Phase (sometimes called “position”) is the orientation of a cyclical waveform in time, relative to a another cyclical waveform.


Here is an analogy on a less abstract level…

If I were to start singing Twinkle Twinkle Little Star from the lyrics “up above the world so high”, it would still be the same song; except, “phase shifted” by one third of the total duration. Since phase is measured in “degrees” from 0 to 360, I might call the tune something like “Twinkle 120”.

In order to determine the phase degree, a reference waveform is necessary. So, you need to know where “0” is to measure phase degree. In my analogy above, the reference would just be the correct version of Twinkle Twinkle Little Star (starting at the beginning). The best way to convert this basic understanding into a valid, abstract internalization is to think about 2 sine waves*.


Compared to this sine wave…




This sine wave is 90 degrees out of phase (¼ cycle)

wave 3


On the other hand, this sine wave is 180 degrees out of phase (½ cycle)

wave 2


Finally, this sine wave is 270 degrees out of phase (3/4 cycle)
wave 4


*The sine wave describes the simplest oscillation, one frequency – so simple it does not exist (audibly) in real life, only in electronics and theory. Sine waves are the “cells” that make up a sound. Every sound in the world can be broken down into its sinusoidal components.


Phasing (Phase Interference) 


A phenomenon describing the interactions between two or more nearly identical sounds performed simultaneously. It primarily affects amplitude (pressure or power). There are 3 types of phase interference…constructive, destructive, and comb-filtering.


Constructive: occurs due to synchronized phase relationships (0 degrees and 360 degrees). It causes the amplitude to multiply and sometimes resonate. In the electronic realm, producers often use constructive phase to boost frequencies.




Destructive – occurs due to phase relationships of 180 degrees. Causes the waves to “cancel each other out”. In the electronic realm, destructive phase interference is used to remove frequency content from the sound.




Comb-Filter – causes a series of alternating constructive and destructive “peaks and nulls” due to irregular phase relationships (between 1-179 degrees and 181-364 degrees). It accounts for the majority of interference. It is often used as an insert effect in electronic production and – because of the peaks and nulls – makes the spectrum appear “comb-like”.




A relationship between Distance, Delay Time, and Phase


Just about every surface, room, and an obstacle in the world reflect sound to some degree. Since reflected sound is a delayed, filtered copy of the incident sound (initial impulse), there is often phase interference when they collide in the air. This is problematic when placing microphones since most engineers want to capture the most genuine sound possible. It is nearly impossible to predict when and where phasing will occur in an acoustic space because the majority of organic sounds are very complex.
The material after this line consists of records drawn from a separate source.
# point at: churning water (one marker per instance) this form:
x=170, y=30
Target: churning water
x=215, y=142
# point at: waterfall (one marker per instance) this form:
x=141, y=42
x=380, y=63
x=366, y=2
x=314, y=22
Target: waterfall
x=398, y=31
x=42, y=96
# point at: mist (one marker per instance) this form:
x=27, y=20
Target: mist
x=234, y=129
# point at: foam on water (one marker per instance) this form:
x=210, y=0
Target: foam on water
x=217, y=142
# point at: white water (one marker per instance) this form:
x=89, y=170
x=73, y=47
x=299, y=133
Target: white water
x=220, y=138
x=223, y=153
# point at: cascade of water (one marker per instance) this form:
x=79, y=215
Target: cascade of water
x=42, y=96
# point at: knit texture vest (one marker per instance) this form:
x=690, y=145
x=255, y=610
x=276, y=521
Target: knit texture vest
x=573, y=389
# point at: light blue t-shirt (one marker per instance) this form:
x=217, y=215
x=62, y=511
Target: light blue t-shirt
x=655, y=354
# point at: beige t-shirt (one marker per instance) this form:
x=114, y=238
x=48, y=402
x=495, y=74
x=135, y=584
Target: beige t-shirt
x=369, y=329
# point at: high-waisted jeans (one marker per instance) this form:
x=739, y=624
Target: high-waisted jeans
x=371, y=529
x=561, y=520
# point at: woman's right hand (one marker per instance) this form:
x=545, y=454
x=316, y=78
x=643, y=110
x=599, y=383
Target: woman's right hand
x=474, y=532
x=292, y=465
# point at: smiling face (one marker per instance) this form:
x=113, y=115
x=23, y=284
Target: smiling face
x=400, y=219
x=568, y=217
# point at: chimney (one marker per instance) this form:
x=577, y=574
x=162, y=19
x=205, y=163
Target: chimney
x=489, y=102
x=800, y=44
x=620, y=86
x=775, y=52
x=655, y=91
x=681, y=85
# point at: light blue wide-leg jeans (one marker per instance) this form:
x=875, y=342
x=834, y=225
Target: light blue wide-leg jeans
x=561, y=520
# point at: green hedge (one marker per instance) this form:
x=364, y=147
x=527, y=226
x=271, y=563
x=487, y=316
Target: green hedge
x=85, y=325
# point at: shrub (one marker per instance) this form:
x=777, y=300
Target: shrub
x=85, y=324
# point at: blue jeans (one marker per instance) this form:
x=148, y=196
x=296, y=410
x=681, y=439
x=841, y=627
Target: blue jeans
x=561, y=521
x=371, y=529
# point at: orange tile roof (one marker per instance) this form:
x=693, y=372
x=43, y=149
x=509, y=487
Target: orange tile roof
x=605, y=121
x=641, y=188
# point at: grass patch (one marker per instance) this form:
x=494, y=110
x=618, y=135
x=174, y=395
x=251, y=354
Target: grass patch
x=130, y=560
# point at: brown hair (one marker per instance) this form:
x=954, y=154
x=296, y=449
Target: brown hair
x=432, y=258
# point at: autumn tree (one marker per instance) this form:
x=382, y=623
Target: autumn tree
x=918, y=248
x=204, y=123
Theoretically, you can determine what type of interference (constructive, destructive, comb-filter) will occur at any given spot by comparing the position of the reflected waves to the incident waves. These positions can be found by calculating the time it will take each wave to arrive at the receiver (distance = rate * time), taking the difference, and translating that to a correlating “phase degree”. However, no math is necessary to minimize phasing.


Minimize Reflectivity in the Room. This will simply absorb the energy needed to cause interference. (see blog: Room Modes)

When recording with multiple mics, avoid placing them at related or “whole number multiple” distances from the source. For example,

  • If you place one mic 4 feet from the source and the other 8 feet from the source, you’re asking for interference. Regardless of frequency, the sum of the mic inputs will most likely contain constructive interference. This is because the distances are related by a whole number.
  • If you place one mic 4 feet from the source and the other 6 feet from the source, you’re also asking for interference.
  • Use irregular relationships! This will still induce some comb-filtering. However, the more irregular, the more diffused and negligible the interference is.




If you hear phasing, flip the phase of one input. If you still hear phasing, slightly adjust the position of the mic until you don’t hear it anymore.